The tracks of my many, many tears
I've really got to sort out my crying. My quivering bottom lip is, on occasions, like a runaway train and I have no idea how to stop it. It's embarrassing, especially when I am in public, especially when I am trying to speak.
My latest outburst was at a flash luncheon where I was receiving an award for being nice to old people on the telly. I'm not sure anyone heard a word of my acceptance speech. They certainly saw the tears which started before I even got to the podium.
My excuse is it wasn't my fault. It was Joe Anderson's. I met Joe in Kaiapoi earlier this year. He's a Goodsort who lost his wife to cancer and then his cat to a speeding car. The cat tried to follow his wife to the hospice and never made it over the main highway.
I told my wife when I got home. She inquired about my mental health. It's a good question, one I have been asking a lot lately because I have no history of crying.
Growing up in Gore, no-one shed a tear, not even over onions.
I remember getting a little dust in my eye when I was maybe 7 after falling off my skateboard. I didn't cry again until I was perhaps 19, and then it was for good reason. A girl had broken my heart. The crying stopped when she mended it two nights later.
At my brother's wedding I cried during my speech. At my own wedding I cried even though I was actually pretty happy to be married. I cried when our first child arrived and maybe when our second popped out too.
I recently cried on the job. That's unprofessional but everyone else in the room was crying. Maybe I went out in sympathy or perhaps I'm just not as good at suppressing my feelings as the other stern men in suits who report on the telly.
I'm in my late 30s and have cried more in the past two years than I did in the first two decades of my life.
I blame the kids. Actually I blame my kids. Once you start having them, somehow life seems so much more valuable.
Recently on a job I met two children who will grow up without a parent. That started my bottom lip a quivering. Then I met their mother.

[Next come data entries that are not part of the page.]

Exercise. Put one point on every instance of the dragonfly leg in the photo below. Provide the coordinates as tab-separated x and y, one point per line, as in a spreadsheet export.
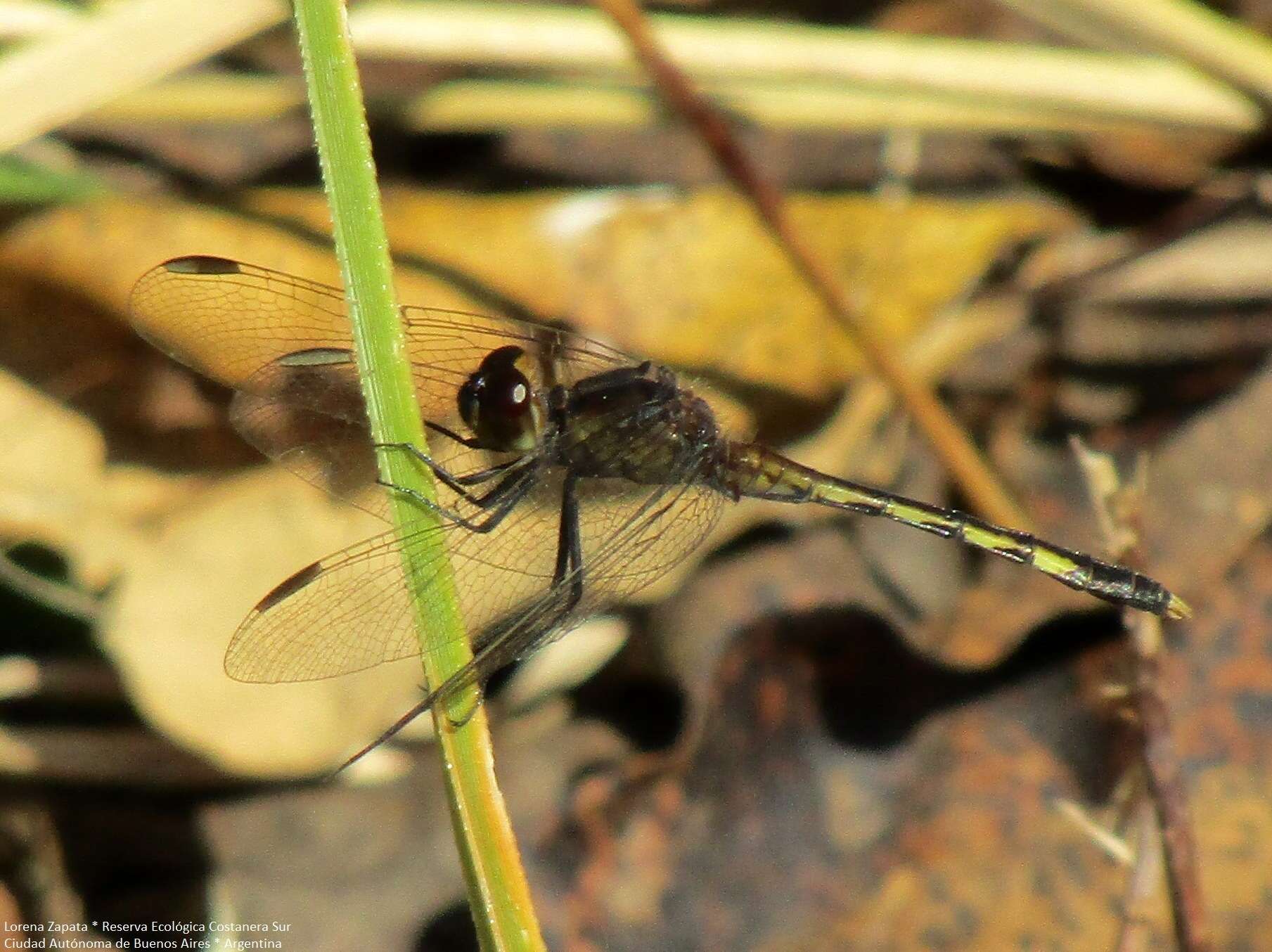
471	442
498	503
569	564
570	543
457	484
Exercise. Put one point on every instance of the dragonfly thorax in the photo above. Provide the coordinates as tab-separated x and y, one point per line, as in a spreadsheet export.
498	402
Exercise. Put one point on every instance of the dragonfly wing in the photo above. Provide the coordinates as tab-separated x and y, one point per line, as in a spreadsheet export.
352	611
284	344
644	541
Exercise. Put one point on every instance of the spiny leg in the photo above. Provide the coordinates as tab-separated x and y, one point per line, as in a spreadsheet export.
518	636
457	484
498	503
569	564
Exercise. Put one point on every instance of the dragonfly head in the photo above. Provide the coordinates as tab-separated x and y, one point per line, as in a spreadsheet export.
498	404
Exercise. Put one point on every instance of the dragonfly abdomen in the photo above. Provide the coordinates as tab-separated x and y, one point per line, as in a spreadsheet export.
756	471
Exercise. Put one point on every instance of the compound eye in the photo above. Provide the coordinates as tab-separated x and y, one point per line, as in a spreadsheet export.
510	395
496	402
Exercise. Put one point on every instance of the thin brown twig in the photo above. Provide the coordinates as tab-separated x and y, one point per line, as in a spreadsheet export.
946	437
1145	875
1160	757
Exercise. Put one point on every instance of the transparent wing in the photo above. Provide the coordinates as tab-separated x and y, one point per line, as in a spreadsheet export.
352	611
284	344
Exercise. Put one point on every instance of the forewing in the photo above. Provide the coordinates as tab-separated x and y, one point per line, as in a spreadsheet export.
630	539
352	611
284	342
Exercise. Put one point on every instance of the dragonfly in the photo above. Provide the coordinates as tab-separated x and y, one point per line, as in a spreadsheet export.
569	475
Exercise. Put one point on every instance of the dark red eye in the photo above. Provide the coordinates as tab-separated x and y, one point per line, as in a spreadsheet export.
496	400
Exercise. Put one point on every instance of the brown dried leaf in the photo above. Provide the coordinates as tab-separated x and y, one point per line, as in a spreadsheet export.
695	281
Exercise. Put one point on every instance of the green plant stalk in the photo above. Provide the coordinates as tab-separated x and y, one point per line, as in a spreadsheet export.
498	892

A woman who said goodbye to her husband as he went off to work, never to return.
That's crying material, but when I was a young, ambitious cub reporter I would have shaken it off, no problem. Now, as soon as I start thinking about how my children would fare growing up without me or my wife, that's a sure-fire catalyst for tears.
I know women think it's great when men show their vulnerability, get in touch with their feelings and all that stuff, but I'm not so keen.
I'm not ashamed of my tears - it's just on a practical level it's hard to communicate when your bottom lipcan't form words properly. If you talk for a living, this is an especially parlous state.
Hadyn Jones is a journalist who is relieved to inform you no tears have been shed in the writing of this fortnightly column.